Citing cancer awareness as the motivation for an unlikely return to the sport, Lance Armstrong has confirmed that he will indeed be part of the peloton in 2009. Winning an eighth Tour de France is the goal for the Texan, who turns 37 on September 18th.
"I am happy to announce that after talking with my children, my family and my closest friends, I have decided to return to professional cycling in order to raise awareness of the global cancer burden," he said in a statement released to The Associated Press. "This year alone, nearly eight million people will die of cancer worldwide. ... It's now time to address cancer on a global level."
Don't believe what you're reading? Listen to the the man himself tell it here.

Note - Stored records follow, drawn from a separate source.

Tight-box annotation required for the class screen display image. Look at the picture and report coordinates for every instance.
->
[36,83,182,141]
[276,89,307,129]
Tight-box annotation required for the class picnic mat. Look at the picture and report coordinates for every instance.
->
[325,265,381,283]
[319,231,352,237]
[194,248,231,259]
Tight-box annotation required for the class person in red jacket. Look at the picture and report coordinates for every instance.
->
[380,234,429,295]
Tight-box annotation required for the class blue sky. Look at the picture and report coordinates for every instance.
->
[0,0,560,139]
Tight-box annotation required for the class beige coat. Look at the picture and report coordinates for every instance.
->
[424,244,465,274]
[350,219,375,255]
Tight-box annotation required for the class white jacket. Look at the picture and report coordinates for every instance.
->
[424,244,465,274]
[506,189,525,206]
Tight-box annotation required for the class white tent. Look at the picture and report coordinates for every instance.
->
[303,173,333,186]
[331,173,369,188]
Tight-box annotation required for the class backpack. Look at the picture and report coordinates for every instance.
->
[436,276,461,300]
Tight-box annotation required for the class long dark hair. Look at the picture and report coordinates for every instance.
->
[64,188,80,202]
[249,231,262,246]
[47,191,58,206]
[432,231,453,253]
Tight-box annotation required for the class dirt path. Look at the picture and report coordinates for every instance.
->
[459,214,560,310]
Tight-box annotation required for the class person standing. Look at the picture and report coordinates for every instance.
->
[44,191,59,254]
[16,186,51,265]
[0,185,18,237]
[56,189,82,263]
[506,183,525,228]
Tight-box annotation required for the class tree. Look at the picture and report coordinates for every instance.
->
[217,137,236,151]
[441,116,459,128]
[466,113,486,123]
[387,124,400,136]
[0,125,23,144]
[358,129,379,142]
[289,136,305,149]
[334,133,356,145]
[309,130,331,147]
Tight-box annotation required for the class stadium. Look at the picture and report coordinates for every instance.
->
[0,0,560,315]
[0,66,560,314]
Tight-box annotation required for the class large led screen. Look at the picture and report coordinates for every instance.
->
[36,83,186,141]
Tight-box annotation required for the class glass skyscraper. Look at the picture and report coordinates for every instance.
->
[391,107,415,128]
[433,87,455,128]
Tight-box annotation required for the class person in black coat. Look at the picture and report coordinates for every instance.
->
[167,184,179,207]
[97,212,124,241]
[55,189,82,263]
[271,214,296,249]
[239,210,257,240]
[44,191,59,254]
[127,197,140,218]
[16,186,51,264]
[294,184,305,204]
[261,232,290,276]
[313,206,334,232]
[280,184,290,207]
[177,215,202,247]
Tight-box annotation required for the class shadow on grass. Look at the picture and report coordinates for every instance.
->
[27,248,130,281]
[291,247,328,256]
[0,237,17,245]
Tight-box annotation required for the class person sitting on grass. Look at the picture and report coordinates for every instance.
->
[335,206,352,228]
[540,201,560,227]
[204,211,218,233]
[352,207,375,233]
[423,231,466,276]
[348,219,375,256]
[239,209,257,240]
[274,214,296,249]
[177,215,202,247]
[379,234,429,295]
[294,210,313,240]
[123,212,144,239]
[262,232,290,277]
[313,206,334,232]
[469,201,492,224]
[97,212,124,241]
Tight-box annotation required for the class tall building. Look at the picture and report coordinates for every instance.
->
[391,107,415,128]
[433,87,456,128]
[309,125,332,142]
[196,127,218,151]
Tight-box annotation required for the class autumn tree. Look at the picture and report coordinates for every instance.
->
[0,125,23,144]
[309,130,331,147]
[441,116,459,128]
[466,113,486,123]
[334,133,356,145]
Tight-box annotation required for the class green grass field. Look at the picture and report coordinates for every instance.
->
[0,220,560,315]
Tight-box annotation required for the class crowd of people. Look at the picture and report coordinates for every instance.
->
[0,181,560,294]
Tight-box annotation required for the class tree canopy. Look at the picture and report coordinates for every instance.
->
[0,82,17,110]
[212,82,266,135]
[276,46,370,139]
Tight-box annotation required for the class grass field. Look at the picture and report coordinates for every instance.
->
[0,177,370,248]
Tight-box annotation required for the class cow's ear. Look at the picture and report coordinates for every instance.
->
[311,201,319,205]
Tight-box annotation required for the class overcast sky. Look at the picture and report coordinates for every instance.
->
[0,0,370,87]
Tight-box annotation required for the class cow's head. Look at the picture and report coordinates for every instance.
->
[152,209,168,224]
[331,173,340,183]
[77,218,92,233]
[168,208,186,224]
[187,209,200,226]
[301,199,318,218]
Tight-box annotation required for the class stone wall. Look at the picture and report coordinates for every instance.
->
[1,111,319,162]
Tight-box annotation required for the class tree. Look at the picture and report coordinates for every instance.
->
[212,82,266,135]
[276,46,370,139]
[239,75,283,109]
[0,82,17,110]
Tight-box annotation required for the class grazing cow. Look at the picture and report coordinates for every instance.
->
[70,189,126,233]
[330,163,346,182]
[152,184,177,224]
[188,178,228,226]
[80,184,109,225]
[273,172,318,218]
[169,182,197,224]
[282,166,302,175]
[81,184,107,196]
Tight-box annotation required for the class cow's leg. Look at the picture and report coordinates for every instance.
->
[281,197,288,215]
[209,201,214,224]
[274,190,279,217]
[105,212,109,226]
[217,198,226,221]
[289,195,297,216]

Armstrong retired from the sport on July 24, 2005, the day he won a record seventh consecutive title in the Tour, and said at the time that he was done with professional racing. After running several marathons, he competed in the Leadville 100 mountain bike event in August, placing second there.
Armstrong cited 41-year-old US swimmer Dara Torres's Olympic comeback - she won two silver medals in Beijing - as proof that age was no barrier to an elite sports career.
"Look at the Olympics," he said. "You have a swimmer like Dara Torres. Even in the 50m (freestyle) the 41-year-old mother proved you can do it," he told Vanity Fair magazine. "The woman who won the marathon (Romanian Constantina Tomescu) was 38. Older athletes are performing very well. Ask serious sports physiologists and they'll tell you age is a wives' tale."
According to the AP, Armstrong’s aim will be success in the biggest race in cycling. The Tour "is the intention," his spokesman Mark Higgins said, "but we've got some homework to do over there."
"We're not going to try to win second place," said Bill Stapleton, Armstrong’s lawyer.
Armstrong, who won seven consecutive Tour de France titles between 1999 and 2005, has vigorously denied doping accusations that have dogged him even into retirement, and told Vanity Fair that in his comeback he plans to address the issue of doping head-on by submitting to a rigorous testing regime.
"We're going to be completely transparent and open with the press," Armstrong said. "So there is a nice element here where I can come with a completely comprehensive program and there will be no way to cheat."
Higgins said that the team he will ride with remains undecided, but Johan Bruyneel has said that if Armstrong does decide to come back, it will most likely be with Astana. Armstrong said he would discuss his plans for competition in 2009 on September 24 in New York City.